Robin Raju, the chief financial officer at Equitable, wants to talk about the company's efforts to add lifetime income options to the nation's 401(k) plans.
He wants to talk about the value the company gets from its AllianceBernstein asset management arm.
But the conversation often turns to the rise of the U.S. individual registered index-linked annuity market.
Equitable created the modern U.S. market for RILAs, or variable annuities with crediting rates that depend on the performance of one or more investment indexes, rather than on the performance of funds that resemble mutual funds.
Equitable was the leader in the RILA market in the first quarter. Its RILA sales increased to $3.4 billion in the latest quarter, from $2.2 billion in the year-earlier quarter, according to LIMRA issuer survey data.
Why is the RILA market so strong?
Raju gave Wall Street securities analysts a short introduction to RILAs during a recent conference call that the company held to go over first-quarter results.

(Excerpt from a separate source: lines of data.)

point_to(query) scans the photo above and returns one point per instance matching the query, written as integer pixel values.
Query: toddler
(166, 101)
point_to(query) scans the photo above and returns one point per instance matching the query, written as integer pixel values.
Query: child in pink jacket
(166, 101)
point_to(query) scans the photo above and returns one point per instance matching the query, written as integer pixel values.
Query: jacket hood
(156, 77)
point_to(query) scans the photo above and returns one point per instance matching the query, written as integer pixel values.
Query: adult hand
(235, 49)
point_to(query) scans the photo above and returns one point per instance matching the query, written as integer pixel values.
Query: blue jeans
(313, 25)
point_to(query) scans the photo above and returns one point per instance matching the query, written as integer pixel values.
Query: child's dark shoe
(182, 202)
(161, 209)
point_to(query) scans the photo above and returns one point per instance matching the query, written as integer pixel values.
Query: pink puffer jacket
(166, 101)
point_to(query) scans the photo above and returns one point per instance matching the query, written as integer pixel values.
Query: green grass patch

Here are five things he said about the popularity of the products during the call and an interview afterward.
1. The products help clients prepare for retirement.
Raju said offering RILAs is a way to provide a solution that can protect a retirement saver against an adjustable level of investment market risk.
"We allow clients to still participate in the equity market but with downside protection," he said.
2. An issuer can use derivatives to handle exposure to changes in stock or other investment indexes.
Raju sees RILA products as "spread-based" products. That means that Equitable's results depend mainly on the difference, or spread, between the rates it's paying the annuity holders and the yields it gets on the portfolio supporting the annuities.